The American Job Shortage Number or AJSN, the indicator showing how many new positions could be quickly filled if all knew they would be easy to get, improved from 21,792,000 as follows:


Most of this month’s drop was from lower official unemployment, with about 100,000 apiece from reduced numbers of people claiming discouragement and wanting work but not looking for it for at least a year.  Over the past 12 months, though, the AJSN, pre-pandemic, was more than 5.3 million lower.  The share of the AJSN from official unemployment dropped 0.4% and is now 44.5%.

As for Covid-19 relief, we had a tremendous month.  From January 16th to February 16th, per The New York Times, the 7-day average of new daily cases fell from 224,298 to 81,200 or 64%.  Daily deaths, measured the same way, were off from 3,319 to 2,183 or 34%, and the same measure of hospitalizations came down 46% from 129,008 to 69,856.  The 7-day average of vaccinations given increased 115% then, from 798,707 to 1,716,311.

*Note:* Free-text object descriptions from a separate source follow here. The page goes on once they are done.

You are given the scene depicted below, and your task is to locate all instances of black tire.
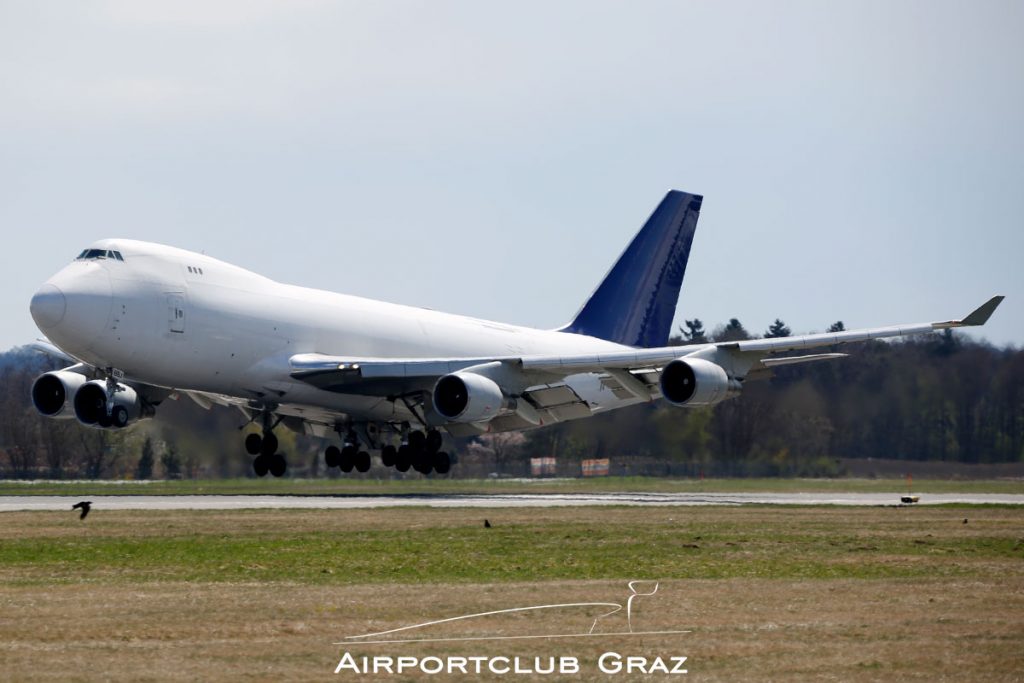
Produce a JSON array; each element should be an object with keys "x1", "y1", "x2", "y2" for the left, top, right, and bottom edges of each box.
[
  {"x1": 111, "y1": 405, "x2": 130, "y2": 428},
  {"x1": 395, "y1": 445, "x2": 412, "y2": 472},
  {"x1": 355, "y1": 451, "x2": 371, "y2": 473},
  {"x1": 324, "y1": 445, "x2": 341, "y2": 468},
  {"x1": 408, "y1": 430, "x2": 426, "y2": 452},
  {"x1": 269, "y1": 453, "x2": 287, "y2": 477},
  {"x1": 245, "y1": 433, "x2": 262, "y2": 455},
  {"x1": 97, "y1": 413, "x2": 113, "y2": 428},
  {"x1": 413, "y1": 450, "x2": 433, "y2": 475},
  {"x1": 339, "y1": 445, "x2": 356, "y2": 473},
  {"x1": 260, "y1": 432, "x2": 278, "y2": 457},
  {"x1": 426, "y1": 429, "x2": 443, "y2": 453},
  {"x1": 253, "y1": 454, "x2": 269, "y2": 477},
  {"x1": 434, "y1": 451, "x2": 451, "y2": 475},
  {"x1": 380, "y1": 444, "x2": 397, "y2": 467}
]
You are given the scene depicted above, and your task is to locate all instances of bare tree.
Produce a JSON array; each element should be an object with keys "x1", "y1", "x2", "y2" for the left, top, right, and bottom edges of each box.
[
  {"x1": 0, "y1": 365, "x2": 41, "y2": 478},
  {"x1": 78, "y1": 429, "x2": 121, "y2": 479},
  {"x1": 40, "y1": 420, "x2": 76, "y2": 478},
  {"x1": 466, "y1": 432, "x2": 527, "y2": 476}
]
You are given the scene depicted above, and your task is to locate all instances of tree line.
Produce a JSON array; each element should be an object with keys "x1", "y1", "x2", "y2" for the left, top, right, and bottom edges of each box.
[
  {"x1": 526, "y1": 319, "x2": 1023, "y2": 476},
  {"x1": 1, "y1": 318, "x2": 1021, "y2": 479}
]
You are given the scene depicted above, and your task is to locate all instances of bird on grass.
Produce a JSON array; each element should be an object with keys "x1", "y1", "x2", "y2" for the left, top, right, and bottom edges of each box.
[
  {"x1": 484, "y1": 519, "x2": 491, "y2": 528},
  {"x1": 72, "y1": 501, "x2": 92, "y2": 520}
]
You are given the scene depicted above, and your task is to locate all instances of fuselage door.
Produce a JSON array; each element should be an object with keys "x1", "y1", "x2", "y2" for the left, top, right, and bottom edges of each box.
[{"x1": 167, "y1": 294, "x2": 186, "y2": 334}]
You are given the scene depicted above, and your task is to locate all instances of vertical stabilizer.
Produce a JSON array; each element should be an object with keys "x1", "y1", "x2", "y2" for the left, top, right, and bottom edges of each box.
[{"x1": 560, "y1": 190, "x2": 702, "y2": 348}]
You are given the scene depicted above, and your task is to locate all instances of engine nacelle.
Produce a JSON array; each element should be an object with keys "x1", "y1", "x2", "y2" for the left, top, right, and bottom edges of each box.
[
  {"x1": 74, "y1": 380, "x2": 142, "y2": 429},
  {"x1": 432, "y1": 372, "x2": 505, "y2": 423},
  {"x1": 31, "y1": 370, "x2": 89, "y2": 419},
  {"x1": 659, "y1": 358, "x2": 734, "y2": 407}
]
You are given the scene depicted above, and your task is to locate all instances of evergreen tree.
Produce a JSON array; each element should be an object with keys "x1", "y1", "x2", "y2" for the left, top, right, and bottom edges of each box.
[
  {"x1": 714, "y1": 318, "x2": 751, "y2": 342},
  {"x1": 765, "y1": 319, "x2": 792, "y2": 338},
  {"x1": 828, "y1": 321, "x2": 845, "y2": 333},
  {"x1": 161, "y1": 443, "x2": 182, "y2": 479},
  {"x1": 680, "y1": 319, "x2": 707, "y2": 344},
  {"x1": 136, "y1": 437, "x2": 155, "y2": 480}
]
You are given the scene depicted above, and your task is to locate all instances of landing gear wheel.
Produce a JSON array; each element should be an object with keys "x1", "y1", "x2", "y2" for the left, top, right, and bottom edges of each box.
[
  {"x1": 111, "y1": 405, "x2": 129, "y2": 428},
  {"x1": 355, "y1": 451, "x2": 371, "y2": 473},
  {"x1": 253, "y1": 454, "x2": 270, "y2": 477},
  {"x1": 426, "y1": 429, "x2": 443, "y2": 454},
  {"x1": 324, "y1": 445, "x2": 341, "y2": 468},
  {"x1": 380, "y1": 444, "x2": 397, "y2": 467},
  {"x1": 98, "y1": 413, "x2": 113, "y2": 428},
  {"x1": 339, "y1": 445, "x2": 356, "y2": 473},
  {"x1": 395, "y1": 445, "x2": 412, "y2": 472},
  {"x1": 269, "y1": 453, "x2": 287, "y2": 477},
  {"x1": 408, "y1": 430, "x2": 426, "y2": 452},
  {"x1": 433, "y1": 451, "x2": 451, "y2": 475},
  {"x1": 260, "y1": 432, "x2": 278, "y2": 457},
  {"x1": 413, "y1": 450, "x2": 433, "y2": 475},
  {"x1": 245, "y1": 433, "x2": 262, "y2": 455}
]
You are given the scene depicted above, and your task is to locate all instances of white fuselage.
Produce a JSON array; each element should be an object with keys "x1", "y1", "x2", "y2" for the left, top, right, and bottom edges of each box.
[{"x1": 33, "y1": 239, "x2": 637, "y2": 424}]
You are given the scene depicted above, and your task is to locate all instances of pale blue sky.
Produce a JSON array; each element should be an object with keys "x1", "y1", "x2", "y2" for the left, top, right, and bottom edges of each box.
[{"x1": 1, "y1": 0, "x2": 1021, "y2": 351}]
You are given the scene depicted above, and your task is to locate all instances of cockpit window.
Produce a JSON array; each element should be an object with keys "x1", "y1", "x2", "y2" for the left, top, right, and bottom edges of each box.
[{"x1": 76, "y1": 249, "x2": 124, "y2": 261}]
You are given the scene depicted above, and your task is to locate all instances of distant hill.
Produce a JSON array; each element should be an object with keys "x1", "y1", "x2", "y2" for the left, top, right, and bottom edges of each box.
[{"x1": 0, "y1": 347, "x2": 45, "y2": 371}]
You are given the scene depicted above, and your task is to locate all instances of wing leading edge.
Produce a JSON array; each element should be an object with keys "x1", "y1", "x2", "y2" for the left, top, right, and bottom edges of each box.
[{"x1": 291, "y1": 295, "x2": 1004, "y2": 389}]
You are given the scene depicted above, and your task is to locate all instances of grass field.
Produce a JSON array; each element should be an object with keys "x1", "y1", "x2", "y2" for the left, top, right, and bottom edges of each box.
[
  {"x1": 1, "y1": 475, "x2": 1022, "y2": 497},
  {"x1": 1, "y1": 504, "x2": 1022, "y2": 681}
]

How can we rate the February employment situation?  Given that our coronavirus progress has been so strong, a so-so economic month is no problem.  Progress on vaccinations has been real but too piecemeal, with most or many people receiving full doses in families with others who have not and thus unable to enjoy events freely with their primary group, for real economic advancement, and that shows in this morning’s results.  But our focus was well-chosen.  It may be several months before unemployment gets below 5.5%, or monthly net new jobs exceeds half a million, but as long as we do generally well with masks and social distancing, and keep increasing our vaccination rate, they will.  The turtle feels a lot better, and, accordingly, managed a full step forward.